Classic rooms start around $700/night in peak summer; Premier Ocean View rooms run about $900; Signature Suites from $1,400; Residential Suites from $2,200. Shoulder seasons (May, late September, October) typically run 25–40% lower. Off-season midweek can dip below $500.
Is Ocean House worth the price?
For the right traveler, yes. The combination of property, location, included amenities, and food is genuinely unusual — even compared to other luxury New England resorts. It's not worth it if you'll mostly be off-property exploring (you're paying for what's on-site) or if you'd rather be at a quieter, less programmed hotel like Weekapaug Inn.
Is Ocean House family-friendly?
Surprisingly so. The Sand Castles kids' program runs in summer, kids get welcome gifts in their rooms, children's menus are thoughtful, and the on-property cinema runs family movies most evenings. The pool, beach, and grounds give kids enough range to keep them busy. This is not just a couples' hotel.
Does Ocean House have a beach?
Yes — 650 feet of private white-sand beach with cabana service in season (additional fee for cabanas). Beach access is included for hotel guests, as well as for guests of Weekapaug Inn and Watch Hill Inn through the Ocean House Collection.
Is Ocean House open year-round?
Yes. It's the only Watch Hill landmark hotel that operates year-round, with full restaurant and spa operations. The other landmark properties (Weekapaug Inn, Watch Hill Inn) typically close for some portion of January through March.

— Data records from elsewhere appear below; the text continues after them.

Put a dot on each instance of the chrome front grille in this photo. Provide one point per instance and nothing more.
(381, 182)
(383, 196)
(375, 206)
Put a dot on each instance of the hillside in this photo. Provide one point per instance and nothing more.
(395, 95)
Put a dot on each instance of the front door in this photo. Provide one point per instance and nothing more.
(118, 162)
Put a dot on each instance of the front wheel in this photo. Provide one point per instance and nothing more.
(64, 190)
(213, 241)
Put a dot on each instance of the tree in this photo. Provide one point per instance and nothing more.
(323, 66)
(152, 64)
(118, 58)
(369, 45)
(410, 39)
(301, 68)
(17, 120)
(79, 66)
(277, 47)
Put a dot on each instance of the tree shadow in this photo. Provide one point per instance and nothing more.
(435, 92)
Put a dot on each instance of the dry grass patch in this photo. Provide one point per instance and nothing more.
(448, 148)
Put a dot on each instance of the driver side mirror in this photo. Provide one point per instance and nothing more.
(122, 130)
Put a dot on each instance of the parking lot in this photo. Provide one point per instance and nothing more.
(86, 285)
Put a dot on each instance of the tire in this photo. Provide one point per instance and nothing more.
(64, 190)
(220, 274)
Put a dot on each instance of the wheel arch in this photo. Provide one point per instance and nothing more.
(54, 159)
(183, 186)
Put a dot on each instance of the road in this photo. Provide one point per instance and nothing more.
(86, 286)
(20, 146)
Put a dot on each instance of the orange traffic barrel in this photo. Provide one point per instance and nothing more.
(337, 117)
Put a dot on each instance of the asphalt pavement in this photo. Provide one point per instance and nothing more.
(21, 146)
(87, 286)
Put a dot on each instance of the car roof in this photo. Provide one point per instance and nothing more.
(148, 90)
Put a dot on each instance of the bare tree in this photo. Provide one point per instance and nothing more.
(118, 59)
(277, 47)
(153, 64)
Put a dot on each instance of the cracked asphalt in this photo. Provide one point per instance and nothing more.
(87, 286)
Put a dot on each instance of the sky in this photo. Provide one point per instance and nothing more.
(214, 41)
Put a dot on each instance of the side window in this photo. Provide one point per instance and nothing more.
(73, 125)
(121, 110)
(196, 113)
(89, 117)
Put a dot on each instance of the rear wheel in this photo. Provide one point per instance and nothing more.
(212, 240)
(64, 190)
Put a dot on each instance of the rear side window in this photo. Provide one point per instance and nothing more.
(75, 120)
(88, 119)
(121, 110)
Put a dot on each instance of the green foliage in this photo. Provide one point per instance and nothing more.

What's the dress code at Ocean House?
Smart casual minimum throughout the property. Coast restaurant trends dressier in the evening — jackets aren't required but make you blend in. The Verandah and Bistro are explicitly smart casual: no flip-flops, no tank tops, no swimwear. Pool and beach areas are come-as-you-are within reason.
Can non-guests dine at Ocean House?
Yes. All five restaurants accept non-hotel guests, though reservations are essential at Coast and recommended at the Bistro and Verandah in season. This is a viable way to experience the property without booking a room — book a Verandah cocktail at sunset and you've had the photographable Ocean House moment.